OpenAI and Google DeepMind nearly simultaneously announced milestone breakthroughs in mathematical reasoning. OpenAI's LLM solved Paul Erdős's 1946 plane unit distance conjecture (unsolved for 80 years), with the breakthrough coming from a simple prompt: "Is Erdős wrong?" DeepMind's AlphaProof Nexus system autonomously solved nine open Erdős problems — two of which had been unsolved for 56 years — at a cost of just a few hundred dollars per inference. Unlike OpenAI's natural language approach, DeepMind uses the Lean compiler to automatically verify each proof step. Cambridge mathematician Tim Gowers commented that if a human wrote this proof, it could be published directly. This marks the first time AI has achieved such a fundamental mathematical breakthrough, with profound implications for LLM reasoning research.

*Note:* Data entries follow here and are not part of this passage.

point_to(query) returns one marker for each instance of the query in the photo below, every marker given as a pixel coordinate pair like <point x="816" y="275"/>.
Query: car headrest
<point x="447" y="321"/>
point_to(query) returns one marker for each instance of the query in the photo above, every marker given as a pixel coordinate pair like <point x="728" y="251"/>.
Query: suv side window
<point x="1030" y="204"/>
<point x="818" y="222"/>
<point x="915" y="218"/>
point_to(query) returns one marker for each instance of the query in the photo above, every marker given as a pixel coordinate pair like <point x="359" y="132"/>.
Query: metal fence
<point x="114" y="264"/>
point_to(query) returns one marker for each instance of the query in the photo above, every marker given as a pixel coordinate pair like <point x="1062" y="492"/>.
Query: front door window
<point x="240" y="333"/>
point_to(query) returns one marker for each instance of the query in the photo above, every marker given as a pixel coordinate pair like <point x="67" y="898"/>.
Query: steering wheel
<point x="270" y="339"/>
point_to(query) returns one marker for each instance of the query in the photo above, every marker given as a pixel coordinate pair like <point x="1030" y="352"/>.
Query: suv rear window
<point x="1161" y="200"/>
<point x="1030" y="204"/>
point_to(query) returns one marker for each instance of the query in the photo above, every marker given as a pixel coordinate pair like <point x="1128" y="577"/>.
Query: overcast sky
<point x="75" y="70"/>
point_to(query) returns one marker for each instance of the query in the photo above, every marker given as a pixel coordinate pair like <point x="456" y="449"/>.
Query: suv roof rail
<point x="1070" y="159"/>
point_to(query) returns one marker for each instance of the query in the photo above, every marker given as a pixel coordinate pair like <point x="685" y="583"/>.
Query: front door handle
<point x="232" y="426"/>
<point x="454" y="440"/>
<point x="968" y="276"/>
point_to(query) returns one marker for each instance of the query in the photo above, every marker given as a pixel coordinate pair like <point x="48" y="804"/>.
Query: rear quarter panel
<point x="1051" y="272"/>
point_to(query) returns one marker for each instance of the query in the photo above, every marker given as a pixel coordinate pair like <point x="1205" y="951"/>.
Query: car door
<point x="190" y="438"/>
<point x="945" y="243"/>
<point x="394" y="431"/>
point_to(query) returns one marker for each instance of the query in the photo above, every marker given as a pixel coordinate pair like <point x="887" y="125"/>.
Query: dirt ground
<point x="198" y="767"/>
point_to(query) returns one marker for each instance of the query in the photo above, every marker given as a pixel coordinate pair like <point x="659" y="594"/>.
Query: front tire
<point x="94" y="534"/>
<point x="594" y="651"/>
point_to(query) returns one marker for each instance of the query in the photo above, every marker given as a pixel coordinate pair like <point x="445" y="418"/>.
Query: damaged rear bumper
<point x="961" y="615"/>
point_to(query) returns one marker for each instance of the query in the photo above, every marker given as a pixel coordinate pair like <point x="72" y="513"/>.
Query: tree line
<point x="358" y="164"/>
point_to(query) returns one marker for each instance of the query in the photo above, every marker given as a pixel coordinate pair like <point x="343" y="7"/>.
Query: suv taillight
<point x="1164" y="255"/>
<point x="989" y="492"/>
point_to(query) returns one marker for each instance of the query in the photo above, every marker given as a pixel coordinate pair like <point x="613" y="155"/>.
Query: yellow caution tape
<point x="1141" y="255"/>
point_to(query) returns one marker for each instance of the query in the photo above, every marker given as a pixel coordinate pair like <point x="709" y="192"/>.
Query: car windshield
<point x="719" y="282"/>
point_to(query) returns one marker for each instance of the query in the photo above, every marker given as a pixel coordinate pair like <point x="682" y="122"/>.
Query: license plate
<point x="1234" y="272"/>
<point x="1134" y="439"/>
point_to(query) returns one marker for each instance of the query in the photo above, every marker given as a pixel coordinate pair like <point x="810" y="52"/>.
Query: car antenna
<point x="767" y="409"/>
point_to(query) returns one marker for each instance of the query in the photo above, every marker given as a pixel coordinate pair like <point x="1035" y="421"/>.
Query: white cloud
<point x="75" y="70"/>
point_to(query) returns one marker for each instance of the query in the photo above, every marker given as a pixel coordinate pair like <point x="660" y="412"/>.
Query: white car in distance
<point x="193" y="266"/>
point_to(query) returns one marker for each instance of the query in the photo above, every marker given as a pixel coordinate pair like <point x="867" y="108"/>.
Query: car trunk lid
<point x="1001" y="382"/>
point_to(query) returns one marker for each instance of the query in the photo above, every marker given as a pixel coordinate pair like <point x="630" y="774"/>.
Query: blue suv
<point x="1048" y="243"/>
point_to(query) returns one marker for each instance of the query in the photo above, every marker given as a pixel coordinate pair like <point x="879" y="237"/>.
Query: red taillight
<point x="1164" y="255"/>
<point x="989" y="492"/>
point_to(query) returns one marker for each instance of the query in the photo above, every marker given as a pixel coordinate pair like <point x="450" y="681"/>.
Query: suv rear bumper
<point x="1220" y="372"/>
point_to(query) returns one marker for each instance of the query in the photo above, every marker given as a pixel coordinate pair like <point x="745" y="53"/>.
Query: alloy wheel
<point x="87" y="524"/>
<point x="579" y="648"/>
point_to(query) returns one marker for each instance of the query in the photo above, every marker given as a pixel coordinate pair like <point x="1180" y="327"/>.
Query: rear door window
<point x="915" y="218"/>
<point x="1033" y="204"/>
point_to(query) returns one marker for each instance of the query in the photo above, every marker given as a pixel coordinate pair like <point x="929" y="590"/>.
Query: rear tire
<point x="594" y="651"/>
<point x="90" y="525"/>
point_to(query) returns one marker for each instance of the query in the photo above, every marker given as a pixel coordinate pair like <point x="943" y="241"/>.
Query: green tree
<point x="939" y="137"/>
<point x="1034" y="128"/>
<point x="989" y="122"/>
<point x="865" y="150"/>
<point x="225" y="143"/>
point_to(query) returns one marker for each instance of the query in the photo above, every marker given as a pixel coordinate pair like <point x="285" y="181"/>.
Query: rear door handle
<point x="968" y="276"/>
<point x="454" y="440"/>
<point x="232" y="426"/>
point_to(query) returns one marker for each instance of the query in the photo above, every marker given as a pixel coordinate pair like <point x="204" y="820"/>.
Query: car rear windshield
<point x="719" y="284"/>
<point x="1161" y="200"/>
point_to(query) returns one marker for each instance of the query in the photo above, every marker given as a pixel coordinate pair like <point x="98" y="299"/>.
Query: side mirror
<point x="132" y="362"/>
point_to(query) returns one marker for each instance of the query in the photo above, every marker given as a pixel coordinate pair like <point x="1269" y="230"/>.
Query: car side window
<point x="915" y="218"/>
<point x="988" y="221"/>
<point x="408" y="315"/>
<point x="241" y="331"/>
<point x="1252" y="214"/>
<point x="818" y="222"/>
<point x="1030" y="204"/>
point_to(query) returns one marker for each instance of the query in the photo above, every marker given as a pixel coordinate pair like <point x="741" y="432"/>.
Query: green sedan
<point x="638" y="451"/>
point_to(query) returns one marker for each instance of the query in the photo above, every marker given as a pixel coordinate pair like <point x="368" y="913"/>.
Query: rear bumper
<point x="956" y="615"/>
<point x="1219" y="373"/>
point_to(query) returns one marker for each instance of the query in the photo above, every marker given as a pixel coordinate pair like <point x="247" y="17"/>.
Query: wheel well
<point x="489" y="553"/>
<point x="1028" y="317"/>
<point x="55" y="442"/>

Sources: New Scientist ｜ The Guardian ｜ The Decoder ｜ Phys.org

HRM-Text: $1,500 trains a 1B model rivaling 7B models ｜ A new efficiency paradigm challenging Scaling Law

HRM-Text proposes a Hierarchical Recurrent Model (HRM) replacing standard Transformers, using MagicNorm to stabilize deep recurrent training and a task-completion objective (PrefixLM) instead of raw text pretraining. The 1B parameter model, trained on just 40B tokens with a $1,500 budget in 1.9 days, achieves MMLU (60.7%), GSM8K (84.5%), and MATH (56.2%) — matching 2-7B open-source models while reducing compute by 96-432x. Code is open-sourced. This work directly challenges the assumption that large-scale pretraining requires massive data and compute, providing empirical evidence for cost-effective efficient pretraining.

Sources: arXiv

2026 open-source LLM selection guide: Specialization replaces general rankings ｜ Choose models by Coding/RAG/Agent scenarios

The 2026 open-source LLM market has entered the "year of specialization." Multiple surveys and leaderboards (LLM Stats, Stormap, CodeSOTA) show MoE architectures and small parameter models (7B-14B) surpassing general large models on specific tasks. Core insight: abandon traditional general benchmark rankings and evaluate models by specific workloads like Coding, RAG, Agents, and local deployment. Among competitive new models — GLM-5, Kimi K2.6, DeepSeek-V4-Pro-Max, Qwen3.5-397B — Kimi K2.6 is the cheapest open-source model in the top 10 ($0.95/M tok). Scale Labs' leaderboard also includes benchmark data for many undisclosed models (e.g., GPT-5.5, Muse Spark).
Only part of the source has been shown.